I heard a guy at an AA meeting say that when he was drinking, he thought he was the only human being in the world...everyone else was an ash-tray. E.D. suffers this kind of solipsism-- there's HERSELF, God, external objects (not really nature), and her Demon-Lover...and the later three are just unconvincing reference points for her self-examination.

But there was something kind of inevitable about E.D. A contemporary historian, John Lukacs, said Marxism was inevitable. If Marx had say died of cholera at age 18, someone else would have slapped together a similar system-- and it would have played a similar role in recent times. There HAD to be a poet like E.D. Thank God she mined her little corner of the poetry world so thoroughly, she left little else for anyone to be tempted to do.

Shakespeare wasn't original because he was the first...Shakespeare remains original.

[This message has been edited by MacArthur (edited February 15, 2001).]

Caleb Murdock 02-15-2001 06:13 PM

MacArthur, the last line of your post really struck a chord with me. How many mediocre poets are we stuck with simply because they pioneered a new style? (That others surpassed them in the execution of the style doesn't seem to matter.) Stephen Crane, Eliot, Williams, and others I'm forgetting (some would put Whitman in that cateogory, though I'm up in the air about that). And if I went back into history, I could find just as many lousy traditional poets who keep getting anthologized because they were the breakthrough poet of some style that is now old hat.

MacArthur 02-15-2001 07:02 PM

Yeah...originality, as we understand it, is a uniquely Modernist concern. You can't really detect it as a critical category prior to the 1920's. Before that, no poet was ever criticised for adopting a model, and certainly not for surpassing a model, but only for failing a model. Barring out-right plagirism, works of poetry were simply judged as being successful, or not.
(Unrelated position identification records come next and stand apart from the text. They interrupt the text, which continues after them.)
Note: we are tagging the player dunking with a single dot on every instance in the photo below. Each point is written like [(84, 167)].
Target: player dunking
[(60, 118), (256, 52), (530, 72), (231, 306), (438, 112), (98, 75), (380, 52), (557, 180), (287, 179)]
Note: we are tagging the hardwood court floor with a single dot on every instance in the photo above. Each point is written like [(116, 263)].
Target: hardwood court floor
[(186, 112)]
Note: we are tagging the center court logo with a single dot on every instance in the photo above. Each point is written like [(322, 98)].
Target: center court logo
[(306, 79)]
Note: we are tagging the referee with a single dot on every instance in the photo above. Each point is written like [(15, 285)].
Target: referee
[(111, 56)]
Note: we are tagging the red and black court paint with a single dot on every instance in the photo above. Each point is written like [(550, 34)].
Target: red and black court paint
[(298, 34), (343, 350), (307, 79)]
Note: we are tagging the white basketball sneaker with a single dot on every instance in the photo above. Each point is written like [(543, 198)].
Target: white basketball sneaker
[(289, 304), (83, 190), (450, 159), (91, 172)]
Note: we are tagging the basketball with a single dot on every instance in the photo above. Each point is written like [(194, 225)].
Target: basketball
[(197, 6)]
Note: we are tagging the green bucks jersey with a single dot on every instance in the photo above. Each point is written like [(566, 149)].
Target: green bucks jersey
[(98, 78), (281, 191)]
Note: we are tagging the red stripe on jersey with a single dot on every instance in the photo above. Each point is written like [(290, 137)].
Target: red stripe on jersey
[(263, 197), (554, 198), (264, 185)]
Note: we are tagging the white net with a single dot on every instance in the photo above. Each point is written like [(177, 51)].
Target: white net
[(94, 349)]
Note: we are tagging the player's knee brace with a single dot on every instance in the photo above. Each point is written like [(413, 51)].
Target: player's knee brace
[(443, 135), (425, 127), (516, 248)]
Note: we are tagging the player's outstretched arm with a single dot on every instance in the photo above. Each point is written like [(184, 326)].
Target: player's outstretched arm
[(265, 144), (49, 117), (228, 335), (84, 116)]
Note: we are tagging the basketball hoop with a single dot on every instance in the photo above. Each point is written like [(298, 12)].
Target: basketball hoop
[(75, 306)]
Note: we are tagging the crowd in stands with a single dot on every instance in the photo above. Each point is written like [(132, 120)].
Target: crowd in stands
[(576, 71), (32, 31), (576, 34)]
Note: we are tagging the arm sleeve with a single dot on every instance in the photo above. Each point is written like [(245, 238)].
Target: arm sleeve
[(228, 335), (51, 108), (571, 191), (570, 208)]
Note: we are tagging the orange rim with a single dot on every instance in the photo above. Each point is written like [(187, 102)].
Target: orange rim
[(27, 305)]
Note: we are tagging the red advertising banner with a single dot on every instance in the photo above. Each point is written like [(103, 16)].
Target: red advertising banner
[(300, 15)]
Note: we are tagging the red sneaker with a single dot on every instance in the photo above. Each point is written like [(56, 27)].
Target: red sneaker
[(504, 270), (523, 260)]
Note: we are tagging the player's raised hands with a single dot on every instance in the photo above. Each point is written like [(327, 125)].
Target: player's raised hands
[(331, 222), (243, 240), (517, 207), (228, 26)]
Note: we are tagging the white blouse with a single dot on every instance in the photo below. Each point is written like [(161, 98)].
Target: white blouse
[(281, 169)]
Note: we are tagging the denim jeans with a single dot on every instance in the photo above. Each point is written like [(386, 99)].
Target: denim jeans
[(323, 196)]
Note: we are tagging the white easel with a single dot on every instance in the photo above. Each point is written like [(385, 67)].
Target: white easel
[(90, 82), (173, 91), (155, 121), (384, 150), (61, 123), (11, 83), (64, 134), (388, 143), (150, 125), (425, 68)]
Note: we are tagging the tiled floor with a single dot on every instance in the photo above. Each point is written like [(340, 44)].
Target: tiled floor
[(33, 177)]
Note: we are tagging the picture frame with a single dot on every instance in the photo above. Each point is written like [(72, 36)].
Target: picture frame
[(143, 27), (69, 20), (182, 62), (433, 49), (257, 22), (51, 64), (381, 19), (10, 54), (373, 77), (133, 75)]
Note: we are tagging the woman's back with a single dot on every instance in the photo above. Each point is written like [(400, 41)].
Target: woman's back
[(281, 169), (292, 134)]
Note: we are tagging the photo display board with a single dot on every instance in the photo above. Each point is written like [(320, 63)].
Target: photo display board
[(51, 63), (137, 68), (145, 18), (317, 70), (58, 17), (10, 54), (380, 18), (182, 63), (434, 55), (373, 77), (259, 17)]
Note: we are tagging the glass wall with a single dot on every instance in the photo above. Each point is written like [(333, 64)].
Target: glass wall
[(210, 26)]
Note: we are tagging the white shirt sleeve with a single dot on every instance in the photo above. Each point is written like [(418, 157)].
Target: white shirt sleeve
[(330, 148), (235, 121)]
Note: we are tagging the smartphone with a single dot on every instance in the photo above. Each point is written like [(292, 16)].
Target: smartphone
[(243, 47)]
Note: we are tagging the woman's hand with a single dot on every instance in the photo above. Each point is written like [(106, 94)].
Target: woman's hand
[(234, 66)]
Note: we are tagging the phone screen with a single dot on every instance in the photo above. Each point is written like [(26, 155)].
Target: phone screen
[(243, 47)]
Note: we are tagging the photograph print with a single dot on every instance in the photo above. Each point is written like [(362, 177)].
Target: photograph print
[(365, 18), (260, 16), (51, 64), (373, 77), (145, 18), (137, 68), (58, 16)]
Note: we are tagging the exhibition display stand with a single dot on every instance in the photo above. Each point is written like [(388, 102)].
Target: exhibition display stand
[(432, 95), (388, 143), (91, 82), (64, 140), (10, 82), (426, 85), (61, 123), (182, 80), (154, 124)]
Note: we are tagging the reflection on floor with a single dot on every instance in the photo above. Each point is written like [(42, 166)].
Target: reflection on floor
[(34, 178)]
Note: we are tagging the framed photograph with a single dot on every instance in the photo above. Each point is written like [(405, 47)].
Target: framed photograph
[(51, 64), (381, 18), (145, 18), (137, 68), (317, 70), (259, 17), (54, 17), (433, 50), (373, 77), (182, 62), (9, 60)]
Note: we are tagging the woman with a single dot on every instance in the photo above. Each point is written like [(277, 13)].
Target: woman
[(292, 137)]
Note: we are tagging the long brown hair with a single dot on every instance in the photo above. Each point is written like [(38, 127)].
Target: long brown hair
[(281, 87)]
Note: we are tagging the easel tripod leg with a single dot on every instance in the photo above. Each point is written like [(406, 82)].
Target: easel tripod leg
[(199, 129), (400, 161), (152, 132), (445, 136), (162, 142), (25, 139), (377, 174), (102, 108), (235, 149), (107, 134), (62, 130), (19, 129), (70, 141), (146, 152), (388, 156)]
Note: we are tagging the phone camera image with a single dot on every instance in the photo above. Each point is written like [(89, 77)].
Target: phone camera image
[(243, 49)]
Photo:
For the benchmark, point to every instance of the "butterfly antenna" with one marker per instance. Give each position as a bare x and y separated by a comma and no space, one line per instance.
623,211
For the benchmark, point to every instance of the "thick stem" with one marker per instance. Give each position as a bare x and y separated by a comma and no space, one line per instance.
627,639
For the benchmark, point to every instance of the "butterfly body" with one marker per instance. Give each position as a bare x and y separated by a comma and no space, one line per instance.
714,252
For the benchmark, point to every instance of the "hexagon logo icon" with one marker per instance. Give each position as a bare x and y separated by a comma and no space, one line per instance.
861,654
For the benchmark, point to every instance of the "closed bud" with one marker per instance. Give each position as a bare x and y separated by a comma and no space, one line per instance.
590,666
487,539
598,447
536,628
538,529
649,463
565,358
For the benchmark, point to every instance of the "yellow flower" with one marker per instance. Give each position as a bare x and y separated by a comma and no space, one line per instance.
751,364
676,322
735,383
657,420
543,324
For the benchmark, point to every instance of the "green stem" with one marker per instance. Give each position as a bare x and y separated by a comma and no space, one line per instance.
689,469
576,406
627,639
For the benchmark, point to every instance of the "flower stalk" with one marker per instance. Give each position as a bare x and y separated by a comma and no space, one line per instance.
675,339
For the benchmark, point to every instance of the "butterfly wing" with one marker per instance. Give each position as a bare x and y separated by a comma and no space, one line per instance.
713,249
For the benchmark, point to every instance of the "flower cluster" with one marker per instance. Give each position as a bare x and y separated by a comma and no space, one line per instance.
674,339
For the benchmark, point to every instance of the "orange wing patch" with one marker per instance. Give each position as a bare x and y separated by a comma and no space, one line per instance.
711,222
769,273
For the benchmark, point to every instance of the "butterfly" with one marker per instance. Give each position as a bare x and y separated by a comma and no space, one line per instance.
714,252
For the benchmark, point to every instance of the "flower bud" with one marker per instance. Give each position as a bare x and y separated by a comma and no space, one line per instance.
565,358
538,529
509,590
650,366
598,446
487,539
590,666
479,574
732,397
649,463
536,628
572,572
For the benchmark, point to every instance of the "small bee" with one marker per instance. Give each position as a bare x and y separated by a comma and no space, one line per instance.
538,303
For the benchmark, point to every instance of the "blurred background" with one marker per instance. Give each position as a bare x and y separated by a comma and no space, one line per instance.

Michael Juster 02-16-2001 11:54 AM

Like most American poets, I am provoked to a confession. I don't like Dickinson. I don't like Whitman. I don't like Hart Crane. I'm not even (horrors!) enthused about E.A. Robinson. You really have to get to Frost, Millay and Parker before I get excited about American poetry. I consider myself very parochially American thematically, but for style give me Shakespeare, Milton, Pope, Swift, Byron, Auden and Larkin. OK, so shoot me now.
Specifically with regard to Dickinson, I see occasional charm in the well-turned off-kilter line or even stanza, but
I see very few of these poems standing on their own as interesting works of art despite their brevity. Being brief, cryptic and mysterious about autobiography has created a largely empty vessel in which contemporary critics see their own reflections, which only augurs for six more weeks of winter.